We've known most of the founders we work with for two or three years before we invest, so we’re the people they'll pick up the phone to when they're raising. For example, we first met Richard Potter, founder of Peak, in late 2018. We had just made our investment in Funnel, a marketing data enrichment business, and were really obsessed with the idea of gathering enterprise data and enriching it.
I did market mapping and found Peak, found Richard, and went out through my network to 20 different people asking how I could get in touch with him. Eventually, I went up to Manchester to meet him and we started to get to know each other didn't invest until about two years later.
So, I think investment is a partnership. If that partnership dynamic isn't there, it's quite hard to fabricate in a day. It takes time.
Why do you focus on scale-ups that have established Go-To-Market strategies?
We've seen quite a few investors work to apply capital to businesses that were still experimenting with their Go-To-Market model. In an area like SaaS, which has a global sales footprint and is quite competitive, that's a recipe to waste quite a lot of money quite quickly.

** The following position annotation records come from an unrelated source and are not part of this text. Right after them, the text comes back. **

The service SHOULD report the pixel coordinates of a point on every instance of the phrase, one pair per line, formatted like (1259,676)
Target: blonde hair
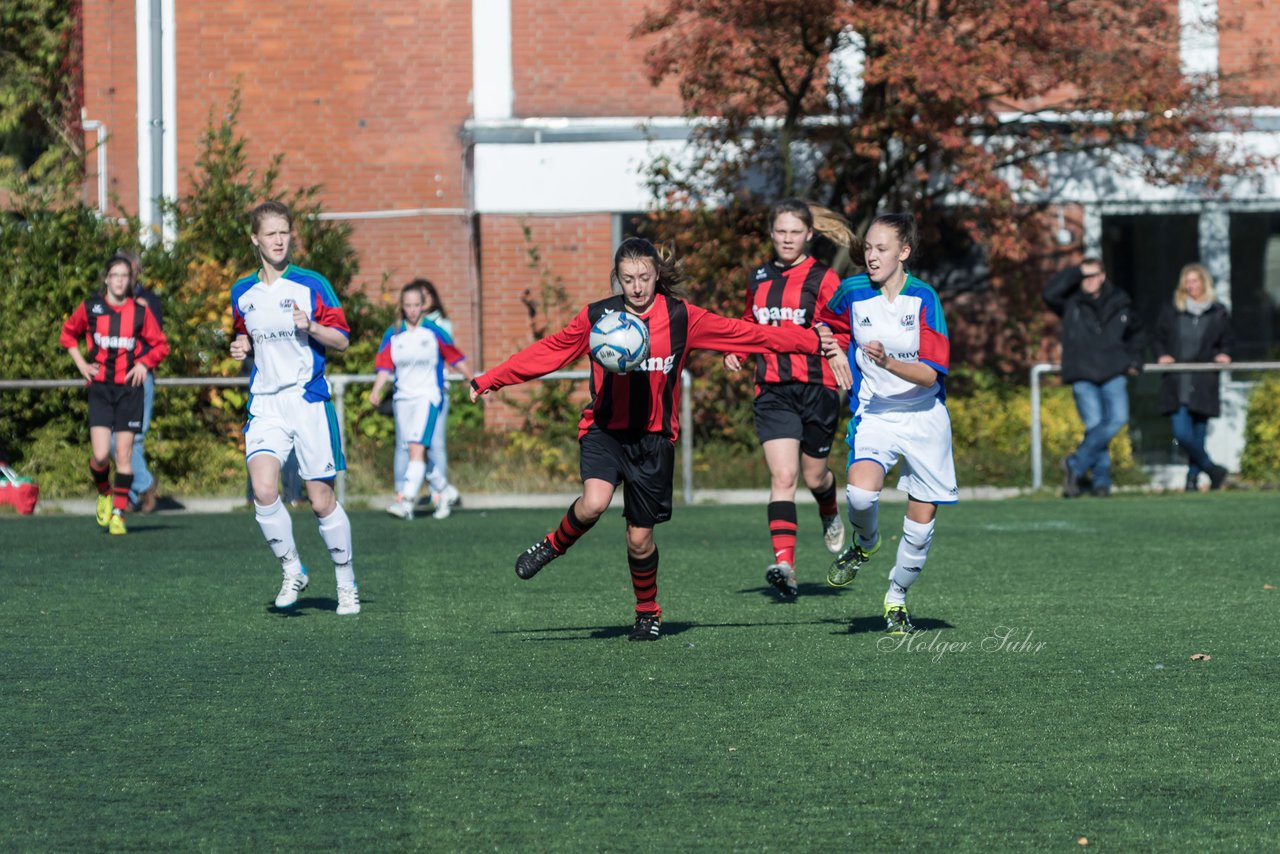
(823,220)
(1180,291)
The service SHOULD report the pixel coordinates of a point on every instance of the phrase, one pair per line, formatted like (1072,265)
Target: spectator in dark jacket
(1101,348)
(1193,328)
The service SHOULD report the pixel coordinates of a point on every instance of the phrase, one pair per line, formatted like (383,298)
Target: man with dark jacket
(1102,343)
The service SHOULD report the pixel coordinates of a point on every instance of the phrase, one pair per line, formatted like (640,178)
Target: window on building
(1256,284)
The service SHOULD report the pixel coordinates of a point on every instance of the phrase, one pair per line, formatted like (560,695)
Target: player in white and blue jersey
(288,318)
(900,354)
(415,351)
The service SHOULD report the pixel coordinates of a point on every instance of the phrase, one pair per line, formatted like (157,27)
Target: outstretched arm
(540,357)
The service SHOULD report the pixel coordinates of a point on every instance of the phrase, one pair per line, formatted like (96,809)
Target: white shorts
(920,439)
(416,419)
(284,421)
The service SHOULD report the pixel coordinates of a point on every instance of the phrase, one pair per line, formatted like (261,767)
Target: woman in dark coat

It's a niche strategy, targeting a business which has a niche approach to scale, but if you're a business with under 100 million revenue run rate, having a broad approach is a highway to inefficiency.
This strategy has been really successful and fund one is doing very well. We're partway through deploying fund two now and we'll raise a third fund at some point in the next couple of years. The strategy for fund two will be exactly the same as fund one, as will fund three.
What changes are you seeing in the VC world right now?
I do think the recent economic woes in Europe have impacted early-stage funds. Some of them are finding it hard to raise and they're being a bit more cautious on deployment. Also, the ambition of some of the teams to build a global business is lower. I think that's what we want to work to try and solve at Oxx. We want to be there for the founders who don't necessarily want to build a local European business, but who want to build a global business. We can give them access to the capital, support and the support on the road to do that.